Under section 3-201 of c 26, Ill Rev Stats (1963), it is quite clear that any transfer of an instrument transfers all rights of the transferor, except in the specific case noted as an exception. Since the Bank was a holder in due course and plaintiff was not a prior holder, the plaintiff by transfer from the Bank acquired the rights of a holder in due course irrespective of the question of value. Also we think that since the guaranty by Samuel Lobmaster was general and involved many notes which the Bank was required to handle and questions could arise as to whether certain liabilities really existed or could be paid out of the insurance proceeds, a consideration in the nature of a detriment to plaintiff was involved in agreeing to satisfaction of the guaranty from the insurance fund.

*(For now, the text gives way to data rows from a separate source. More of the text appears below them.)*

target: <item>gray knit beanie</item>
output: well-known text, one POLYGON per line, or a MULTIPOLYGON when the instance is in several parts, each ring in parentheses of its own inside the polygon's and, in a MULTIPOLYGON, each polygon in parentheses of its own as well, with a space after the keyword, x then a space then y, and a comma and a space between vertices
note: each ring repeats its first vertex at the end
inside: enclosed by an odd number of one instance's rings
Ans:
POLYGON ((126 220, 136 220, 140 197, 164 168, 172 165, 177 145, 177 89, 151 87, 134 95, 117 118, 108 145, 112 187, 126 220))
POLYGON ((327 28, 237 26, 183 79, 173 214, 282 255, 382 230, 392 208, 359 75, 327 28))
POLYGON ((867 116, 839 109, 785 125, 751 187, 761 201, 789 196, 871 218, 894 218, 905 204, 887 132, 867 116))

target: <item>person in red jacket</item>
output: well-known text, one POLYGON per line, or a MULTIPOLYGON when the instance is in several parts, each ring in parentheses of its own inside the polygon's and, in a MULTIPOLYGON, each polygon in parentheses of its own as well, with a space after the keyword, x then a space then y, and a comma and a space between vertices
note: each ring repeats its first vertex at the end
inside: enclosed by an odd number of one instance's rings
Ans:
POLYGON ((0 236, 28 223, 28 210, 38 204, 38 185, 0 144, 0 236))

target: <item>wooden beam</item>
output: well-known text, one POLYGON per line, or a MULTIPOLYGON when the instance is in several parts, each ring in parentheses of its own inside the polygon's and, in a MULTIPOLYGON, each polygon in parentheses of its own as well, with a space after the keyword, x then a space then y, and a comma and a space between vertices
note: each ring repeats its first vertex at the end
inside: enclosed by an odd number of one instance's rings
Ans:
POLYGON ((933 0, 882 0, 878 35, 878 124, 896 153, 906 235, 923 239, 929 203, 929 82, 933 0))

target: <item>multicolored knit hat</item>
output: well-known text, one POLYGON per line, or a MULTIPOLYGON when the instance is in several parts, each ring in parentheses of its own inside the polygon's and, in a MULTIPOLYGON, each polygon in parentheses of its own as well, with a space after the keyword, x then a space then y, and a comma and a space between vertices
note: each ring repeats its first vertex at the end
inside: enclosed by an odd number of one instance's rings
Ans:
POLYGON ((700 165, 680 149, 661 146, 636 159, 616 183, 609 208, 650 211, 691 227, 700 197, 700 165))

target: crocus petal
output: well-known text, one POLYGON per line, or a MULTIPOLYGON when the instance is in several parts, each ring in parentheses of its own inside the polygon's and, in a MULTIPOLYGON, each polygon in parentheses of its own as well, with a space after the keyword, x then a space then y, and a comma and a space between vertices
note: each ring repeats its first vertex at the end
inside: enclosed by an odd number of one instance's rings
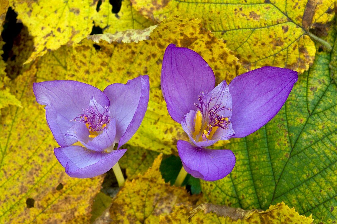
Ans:
POLYGON ((221 128, 218 128, 212 137, 212 139, 205 141, 198 141, 193 138, 193 133, 194 131, 194 118, 196 112, 191 110, 189 113, 184 117, 181 121, 181 126, 183 129, 187 134, 190 140, 195 145, 199 147, 207 147, 213 145, 220 140, 228 140, 234 134, 234 131, 231 123, 228 125, 228 129, 225 130, 221 128))
POLYGON ((198 95, 214 88, 215 77, 208 64, 197 53, 171 44, 166 48, 160 84, 171 117, 180 123, 195 108, 198 95))
POLYGON ((235 156, 230 150, 205 149, 182 140, 177 145, 184 168, 196 178, 211 181, 222 179, 235 165, 235 156))
POLYGON ((92 97, 102 105, 109 106, 109 100, 99 89, 74 81, 56 80, 35 83, 33 89, 36 101, 46 105, 46 118, 55 140, 60 146, 76 142, 65 136, 74 123, 69 121, 81 114, 89 105, 92 97))
POLYGON ((104 90, 110 101, 110 116, 116 121, 115 142, 118 143, 119 148, 140 126, 147 109, 149 91, 147 75, 129 80, 126 84, 112 84, 104 90))
POLYGON ((110 153, 93 151, 79 146, 54 149, 59 162, 72 177, 93 177, 106 172, 116 164, 126 149, 110 153))
POLYGON ((65 136, 81 142, 87 142, 90 140, 90 133, 84 123, 75 123, 67 131, 65 136))
POLYGON ((228 85, 226 81, 221 82, 208 95, 214 99, 211 101, 209 108, 212 108, 216 104, 221 104, 220 107, 224 107, 229 109, 221 111, 219 112, 219 114, 224 117, 227 117, 230 118, 232 114, 232 99, 228 85))
POLYGON ((87 142, 82 142, 86 147, 95 151, 104 151, 114 144, 116 135, 116 124, 115 119, 112 119, 108 128, 104 128, 102 133, 91 139, 87 142))
POLYGON ((267 66, 237 76, 229 84, 233 102, 231 121, 235 138, 254 132, 276 115, 284 103, 297 73, 267 66))
POLYGON ((199 147, 207 147, 212 145, 218 140, 209 140, 208 141, 197 142, 193 138, 193 133, 194 131, 194 118, 195 115, 195 111, 191 110, 189 113, 184 116, 181 121, 181 126, 183 129, 188 136, 190 140, 193 144, 199 147))

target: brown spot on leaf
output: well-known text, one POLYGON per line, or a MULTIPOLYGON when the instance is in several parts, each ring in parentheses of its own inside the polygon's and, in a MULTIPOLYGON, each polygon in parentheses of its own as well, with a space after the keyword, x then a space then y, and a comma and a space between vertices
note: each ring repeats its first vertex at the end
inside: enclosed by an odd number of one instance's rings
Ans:
POLYGON ((260 15, 258 15, 256 12, 254 11, 249 12, 249 17, 252 18, 253 20, 258 20, 260 19, 260 15))
MULTIPOLYGON (((298 4, 298 3, 297 4, 298 4)), ((315 8, 317 4, 317 1, 315 0, 309 0, 305 6, 305 10, 304 10, 304 13, 302 18, 302 26, 307 30, 308 29, 311 24, 312 17, 315 14, 315 8)))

The third affirmative defense is that the estate of Samuel Lobmaster accepted the assumption of liability on the note by A. C. Naeger and Jacklyn Naeger. Since this agreement did not involve the Bank, and in fact *324was not entered into until 47 days after the Bank became a holder in due course, the agreement could not possibly affect the Bank’s status as a holder in due course. The undisputed testimony is that the Bank did not accept the Naegers as substitute debtors or guarantors. If the Bank had accepted them in place of Samuel Lobmaster’s guaranty, the Bank would not have been entitled to collect from the insurance proceeds.

Since the Bank could unquestionably have pursued its legal remedy upon the note against the defendants, we see nothing which prevented it from transferring the note to plaintiff. The Bank was no more required to satisfy the defendants’ obligation from the insurance fund than it was to satisfy any other part of the $600,000 owed the bank at Samuel Lobmaster’s death from the fund in lieu of collecting from the primary obligors.

We conclude that the transfer of the defendant’s note by the Bank to plaintiff gave plaintiff the Bank’s status as a holder in due course, and the note is enforceable by plaintiff against defendant.

The cause is reversed and remanded with directions to enter judgment in favor of plaintiff and against the defendants in the amount of $9,674.30 with interest at 7% per annum from June 16, 1966, and reasonable attorneys’ fees not to exceed 15% of the amount due at the time of suit and costs.

Reversed and remanded.

SMITH and CRAVEN, JJ., concur.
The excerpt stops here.